First up, The Sci-Fi Channel. You're on notice, mister! And no, not because of the never ending stream of brilliant *sarcasm* movies like "Mansquito" and "Swarmed"-- but for cancelling my favorite sci-fi show--the greatest show on earth-- Stargate SG-1. Change your mind, sci-fi, or you're dead to me.
Next, Spiders with red designs on their back. I'll never forget my encounter with you in that portapotty. You are permanantly on notice!
Publix Brand Yogurt, you too, are on notice. You KNOW the Cherry with Chocolate Pieces is infinitely better than the Strawberry with Chocolate Pieces-- yet you discontinue the cherry. Why, Publix? Why?

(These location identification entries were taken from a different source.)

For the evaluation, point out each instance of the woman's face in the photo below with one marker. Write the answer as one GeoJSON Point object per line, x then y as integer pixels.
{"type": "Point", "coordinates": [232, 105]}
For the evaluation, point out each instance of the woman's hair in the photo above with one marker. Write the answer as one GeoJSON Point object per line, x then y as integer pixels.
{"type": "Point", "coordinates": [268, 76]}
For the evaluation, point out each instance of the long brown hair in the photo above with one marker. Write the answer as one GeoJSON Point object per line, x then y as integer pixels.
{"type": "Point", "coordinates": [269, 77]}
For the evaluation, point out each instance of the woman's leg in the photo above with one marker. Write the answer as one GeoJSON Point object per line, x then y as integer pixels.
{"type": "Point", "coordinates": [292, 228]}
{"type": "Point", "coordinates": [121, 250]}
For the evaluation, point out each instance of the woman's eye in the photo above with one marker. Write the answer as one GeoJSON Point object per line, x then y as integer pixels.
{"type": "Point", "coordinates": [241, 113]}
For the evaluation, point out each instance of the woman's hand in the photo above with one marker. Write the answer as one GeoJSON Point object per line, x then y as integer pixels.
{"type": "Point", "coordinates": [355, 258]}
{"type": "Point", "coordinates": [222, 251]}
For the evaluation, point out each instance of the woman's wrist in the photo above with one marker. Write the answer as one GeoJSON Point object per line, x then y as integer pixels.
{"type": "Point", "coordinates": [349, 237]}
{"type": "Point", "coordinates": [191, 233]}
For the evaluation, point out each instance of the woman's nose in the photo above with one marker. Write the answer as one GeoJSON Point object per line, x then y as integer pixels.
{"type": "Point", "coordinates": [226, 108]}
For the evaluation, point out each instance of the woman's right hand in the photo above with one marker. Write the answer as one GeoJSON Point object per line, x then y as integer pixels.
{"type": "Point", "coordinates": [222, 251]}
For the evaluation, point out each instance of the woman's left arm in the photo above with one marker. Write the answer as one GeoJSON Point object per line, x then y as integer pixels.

Planet Uranus, 7th planet from the sun, you are on notice. No matter which way your name is pronounced, it's a joke.
Heathcliff, definately 'on notice'! Why must you sit outside my room and meow all night long? And of course you get Hartman all wound up and she starts ramming the sliding glass door. At 3pm:funny. At 3am:on notice.
TIVO! You are sooo 'on notice'. How could you not keep 'The Daily Show' and our hero at 'The Colbert Report' in the recently deleted folder a little bit longer? And why did you delete them to record some reality cooking show? You know if I cook in reality my house would burn to the ground. Or is that your plan, TIVO? Hmm?
Death Cab For Cutie, I thought you would become one of my favorites when I heard "I Will Follow You Into The Dark". Then I heard "Soul Meets Body". Yeah. On notice.
And Finally, Canned Green Beans: Why do you taste so bad in a can, yet so delicious fresh? Change your ways canned green beans! 'On notice'!